A multa foi uma das infrações mais altas a prescrever nos últimos 20 anos, segundo dados obtidos pela reportagem e atualizados em março deste ano. Desde 2000, ao menos R$ 1,3 bilhão em multas ambientais já prescreveu.

Print de prescrição de multa
Ibama tem dificuldade para responsabilizar quem permitiu que a multa prescrevesse; neste caso, por exemplo, o servidor que atuou no caso e poderia falar sobre o que aconteceu já tinha se aposentado

Além do lado administrativo, casos como esse também podem ser analisados na Justiça, no âmbito civil e criminal. Em junho de 2018, o juiz federal Heitor Moura Gomes, da subseção Judiciária de Marabá do Tribunal Regional Federal da Primeira Região condenou a agropecuária a recuperar a área desmatada, mas a empresa recorreu e, desde então, aguarda decisão definitiva da corte.

Na decisão, o juiz absolveu a empresa do pagamento por danos materiais justamente por causa do alto valor da multa que seria aplicada contra a empresa - e que agora, sabe-se, prescreveu.

Bruno Valente, procurador federal do Pará, diz que é comum casos como esse durarem uma década ou mais na Justiça. "A consequência é ruim, pois não desencoraja os infratores".

A Agropecuária Santa Bárbara Xinguara se apresenta como uma das maiores do setor na América Latina. Em 2019, o jornal britânico The Guardian informou que eles estavam fornecendo à JBS, a maior empresa frigorífica do mundo, que vende carne bovina para praticamente o mundo todo. O Pará, onde está localizada a fazenda, é o Estado da Amazônia com a maior taxa de desmatamento.

A AgroSB, atual nome da empresa, reconheceu por e-mail que houve dano ambiental na área, mas que o desmatamento tinha acontecido antes da compra da fazenda, e que ela estava invadida pelo Movimento dos Trabalhadores Rurais Sem Terra (MST) no momento da autuação.

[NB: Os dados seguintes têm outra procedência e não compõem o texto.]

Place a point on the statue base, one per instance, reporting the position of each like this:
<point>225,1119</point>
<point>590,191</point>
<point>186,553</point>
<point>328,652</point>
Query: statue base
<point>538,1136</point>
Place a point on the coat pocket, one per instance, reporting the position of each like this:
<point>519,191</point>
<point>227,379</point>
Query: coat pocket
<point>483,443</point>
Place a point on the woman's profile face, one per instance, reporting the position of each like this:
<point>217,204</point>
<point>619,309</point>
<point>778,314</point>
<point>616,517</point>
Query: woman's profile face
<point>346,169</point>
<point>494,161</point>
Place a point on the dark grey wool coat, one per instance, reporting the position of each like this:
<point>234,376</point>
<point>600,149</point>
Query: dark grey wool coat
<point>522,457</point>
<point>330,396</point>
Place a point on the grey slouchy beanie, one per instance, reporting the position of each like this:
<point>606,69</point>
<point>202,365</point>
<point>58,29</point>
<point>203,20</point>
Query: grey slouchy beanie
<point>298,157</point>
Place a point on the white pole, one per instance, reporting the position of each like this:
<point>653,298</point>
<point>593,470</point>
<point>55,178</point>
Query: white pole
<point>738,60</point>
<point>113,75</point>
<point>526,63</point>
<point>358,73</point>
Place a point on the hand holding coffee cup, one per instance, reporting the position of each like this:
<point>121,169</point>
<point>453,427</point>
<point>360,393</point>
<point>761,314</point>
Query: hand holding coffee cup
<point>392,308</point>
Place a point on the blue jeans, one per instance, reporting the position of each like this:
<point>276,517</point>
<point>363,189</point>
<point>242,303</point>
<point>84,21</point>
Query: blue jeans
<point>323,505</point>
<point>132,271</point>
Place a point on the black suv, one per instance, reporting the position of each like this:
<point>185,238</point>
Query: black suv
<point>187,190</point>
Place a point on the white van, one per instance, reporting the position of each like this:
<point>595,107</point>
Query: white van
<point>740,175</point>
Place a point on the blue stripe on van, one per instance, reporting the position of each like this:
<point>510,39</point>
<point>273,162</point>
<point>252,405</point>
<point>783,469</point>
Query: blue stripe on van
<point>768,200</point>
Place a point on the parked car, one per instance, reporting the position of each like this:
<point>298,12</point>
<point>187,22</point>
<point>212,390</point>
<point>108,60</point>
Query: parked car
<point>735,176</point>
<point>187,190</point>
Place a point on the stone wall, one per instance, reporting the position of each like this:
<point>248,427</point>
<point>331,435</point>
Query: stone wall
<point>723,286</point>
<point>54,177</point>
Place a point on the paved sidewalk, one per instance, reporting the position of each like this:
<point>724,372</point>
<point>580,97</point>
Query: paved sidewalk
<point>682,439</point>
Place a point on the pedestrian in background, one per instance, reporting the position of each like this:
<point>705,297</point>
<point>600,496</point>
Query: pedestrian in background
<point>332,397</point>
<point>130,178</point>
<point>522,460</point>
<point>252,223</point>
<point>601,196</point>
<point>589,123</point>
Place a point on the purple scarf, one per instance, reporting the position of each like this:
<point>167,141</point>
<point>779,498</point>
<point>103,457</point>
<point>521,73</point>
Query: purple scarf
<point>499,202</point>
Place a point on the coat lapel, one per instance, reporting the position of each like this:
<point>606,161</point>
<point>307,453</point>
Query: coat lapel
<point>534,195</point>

"O melhor para a AgroSB (e Estado) seria o Ibama ter analisado rapidamente este fato e ter declarado no mérito a nulidade da multa, evitando-se, assim, o arrasto do deslinde do feito por mais de uma década até ser fulminado pela prescrição", disse a empresa à reportagem.

O instituto ainda tentava descobrir, em junho deste ano, quem foi o responsável por ter deixado a multa prescrever, de acordo com um memorando interno obtido pela reportagem.

Um funcionário do Ibama que trabalhou no julgamento administrativo de multas e conhece o caso da AgroSB disse que a estratégia da empresa é comum.

"É modus operandi entrar no processo administrativo e esperar o vencimento da multa. Desde o momento em que a empresa foi multada até agora, ela já lucrou muito mais. Esse é um caso emblemático de falta de punição, que gera mais injustiça."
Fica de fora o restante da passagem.